Мда… Что тут скажешь. Вот этим навозом, этой блевотиной, этой пустотой звенящей и питаются наши интеллектуалы-подпольщики. Полипы они уродливые на теле нашего здорового русского искусства. Минимализьм, парадигма, дискурс, конь-септ-уализьм… С раннего детства слышу я слова сии. Но что они означают — так до сих пор и не понял. А вот что такое «Боярыня Морозова» — как узнал в пятилетнем возрасте, так и знаю по сей день. Все это «современное» искусство не стоит и одного мазка нашего великого Суриком. Когда плохо на душе, когда враги одолевают, когда круги злокозненные сужаются — забежишь на минутку в Третьяковку, подойдешь к великому полотну, глянешь: сани с боярыней непокорной едут по снегу русскому, мальчик бежит, юродивый двуперстие воздымает, ямщик скалится… И пахнёт на тебя со стены Русью. Да так, что забудешь про все злободневное, суетное. Русский воздух вдыхают легкие. И больше ничего не надобно. И слава Богу…

Звонит-кнутобоит прима Козлова:

— Андрей Данилович, я собрала деньги.

Это хорошо. Договариваюсь, пересекаюсь возле Народной библиотеки, забираю кожаный кошель, набитый червонцами первой чеканки. Сойдет и первая.

Еду по Моховой.

Глядь, напротив Университета старого кого-то сечь собираются. Интересно. Притормаживаю, подруливаю. На этом месте секут интеллигенцию. На Манежной, подалее, положено земских сечь, на Лобном — приказных. Стрельцы сами себя секут в гарнизонах. А прочую сволочь парят на Смоленской, Миусской, на Можайском тракте и в Ясеневе на рынке.

Подъехав, опускаю стекло, закуриваю. Народ расступается, чтоб мне виднее было: уважают нас, опричников. На помосте деревянном стоит Шка Иванов — известный палач московской интеллигенции. Здесь он постоянно сечет по понедельникам. Народ его знает и уважает. Шка Иванов здоров, белокож, широк в груди, приземист, кучеряв и в круглых очках. Зычным голосом зачитывает Шка приговор. Слушаю вполуха, поглядываю на народ. Понимаю только, что сечь положено какого-то подьячего Данилкова из Словесной Палаты за «преступную халатность». Что-то важное он не так переписал, напутал, а потом скрыл. Вокруг интеллигентный народ толпится, много студентов, гимназисток. Сворачивает Шка приговор, прячет в карман, свистит. Появляется подручный Шка Иванова — Мишаня Кавычки. Высокий, узкоплечий, бритоголовый дылда с извечно глумливым выражением лица. Прозван так за то, что все говорит как бы в кавычках и после каждого слова двумя руками возле головы своей кавычки изображает, становясь в сей момент зело на зайца русака похожим. Выводит Мишаня на цепи наказуемого Данилкова: обыкновенный подьячий с длинным носом. Крестится он, бормочет что-то.

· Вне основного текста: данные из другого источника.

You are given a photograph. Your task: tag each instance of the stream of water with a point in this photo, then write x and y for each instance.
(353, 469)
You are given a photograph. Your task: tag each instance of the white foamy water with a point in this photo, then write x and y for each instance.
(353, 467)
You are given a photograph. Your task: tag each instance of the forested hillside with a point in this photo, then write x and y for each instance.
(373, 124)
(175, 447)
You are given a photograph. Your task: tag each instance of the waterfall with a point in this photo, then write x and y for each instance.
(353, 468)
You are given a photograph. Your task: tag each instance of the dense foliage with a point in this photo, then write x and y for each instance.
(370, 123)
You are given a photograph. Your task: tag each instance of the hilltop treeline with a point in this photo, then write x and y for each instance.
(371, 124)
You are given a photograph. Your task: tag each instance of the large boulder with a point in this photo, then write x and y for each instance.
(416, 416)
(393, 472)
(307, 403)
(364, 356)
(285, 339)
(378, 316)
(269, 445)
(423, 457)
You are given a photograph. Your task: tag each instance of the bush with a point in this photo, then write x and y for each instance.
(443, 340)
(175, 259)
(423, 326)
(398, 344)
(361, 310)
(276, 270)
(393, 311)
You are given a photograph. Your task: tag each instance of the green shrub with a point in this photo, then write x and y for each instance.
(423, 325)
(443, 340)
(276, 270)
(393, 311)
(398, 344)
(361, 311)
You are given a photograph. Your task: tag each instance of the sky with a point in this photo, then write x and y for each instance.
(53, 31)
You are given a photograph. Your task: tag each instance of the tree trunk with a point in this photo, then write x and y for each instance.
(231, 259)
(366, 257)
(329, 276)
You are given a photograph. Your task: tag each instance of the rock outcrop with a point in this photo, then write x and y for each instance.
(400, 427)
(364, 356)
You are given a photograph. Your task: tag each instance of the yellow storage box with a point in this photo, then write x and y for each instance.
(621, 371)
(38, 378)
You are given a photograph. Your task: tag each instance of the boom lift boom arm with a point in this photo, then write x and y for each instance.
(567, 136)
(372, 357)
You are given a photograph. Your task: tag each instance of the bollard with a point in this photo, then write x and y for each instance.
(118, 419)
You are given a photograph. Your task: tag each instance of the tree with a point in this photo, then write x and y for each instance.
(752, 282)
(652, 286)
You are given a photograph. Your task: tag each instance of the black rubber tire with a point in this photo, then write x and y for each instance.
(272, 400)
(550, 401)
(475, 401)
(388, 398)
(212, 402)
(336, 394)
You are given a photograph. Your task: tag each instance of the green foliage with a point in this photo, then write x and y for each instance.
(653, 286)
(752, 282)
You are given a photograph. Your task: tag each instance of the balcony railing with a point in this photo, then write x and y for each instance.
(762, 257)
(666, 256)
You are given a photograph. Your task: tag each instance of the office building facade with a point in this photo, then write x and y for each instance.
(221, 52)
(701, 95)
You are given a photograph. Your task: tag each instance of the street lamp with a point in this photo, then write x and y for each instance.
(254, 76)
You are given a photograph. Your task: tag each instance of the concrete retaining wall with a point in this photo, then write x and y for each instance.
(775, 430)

Мишаня к нему громко обращается:

— Сейчас, земляк, мы тебя выпарим! И сразу — кавычки пальцами делает.

— Выпарим так, что тебе станет похорошо!

И снова — кавычки. Хохочет народ, аплодирует. Студенты подсвистывают. Хватают палачи подьячего, привязывают. Шка усмехается:

— Ложись, ложись, ебаный компот!

Палачам и армейским старшинам в России ругаться по-матерному разрешено. Сделал Государь наш для них исключение ввиду тяжелой профессии.

Привязан Данилков, садится Мишаня ему на моги, спускает штаны. Жопа, судя по шрамам, уж сечена не раз у подьячего. Стало быть, не впервой Данилкову париться. Свистят студенты, улюлюкают.

— Вот так, земляк, — говорит Мишаня. — Изящная словесность — это тебе не мотоцикл!